そんなもんいらん




「……聞いてへんかったか?」


 抑揚のない声が響いた。感情が込もってない。結城はこの状況に、一個も動揺してない。


「そんなもんいらん言うたやろ。そいつが何されようが知らん。そんなんより、俺はお前らを本家に連れて戻らなあかんねや。分かるか? 本家で侠心会の会長が首を長うして待っとんやわ。……お前らを早うぶっ殺したい言うてなぁ。そのためだけに俺はここに来たんや」


 俺は、いらんの? ……そんなはずないって思いたいのに。だって、絶対助けに行くって言うてくれてから、まだ何時間かしか経ってないのに。
 せやのに、ほんまに俺がいらんもんみたいに投げ飛ばされても、結城は俺に一瞥もくれんかった。作業みたいにチンピラを殴って、蹴って、痛め付けて。動けんようにして車に押し込んだ。

 俺はただそれを倒れたまま眺めとった。
 縛られた手が痛かった。


「大丈夫か?」


 しばらくして俺を助け起こしてくれたんは、鈴音さんやった。……やっぱり来てたんや。おしゃべり野郎の思惑通り。何もかんも全部、あいつの計画通り。
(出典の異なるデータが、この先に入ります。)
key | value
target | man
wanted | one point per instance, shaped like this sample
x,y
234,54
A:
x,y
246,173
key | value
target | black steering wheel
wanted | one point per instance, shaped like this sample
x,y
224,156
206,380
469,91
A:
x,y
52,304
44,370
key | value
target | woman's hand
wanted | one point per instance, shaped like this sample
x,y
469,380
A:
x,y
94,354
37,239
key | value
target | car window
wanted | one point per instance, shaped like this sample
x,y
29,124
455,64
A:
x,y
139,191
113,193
「すぐに助けに来てやれなくて悪かったな。腕、痛かっただろ」


 ガムテープと手の縛りを解いてくれながら、優しくそう聞いてくれる。それが結城やったらよかったのに……俺はそんな風にしか思えへんかった。


「鈴音。俺はこのまま本家に向かうから、そいつ送って行ってくれ。金はあとで払う」

「はっ!? ちょ……巽さん!」

「頼んだで」

「巽さんっ! 待てって!」


 結城は行ってしまった。
 俺はただただ、呆然としとった。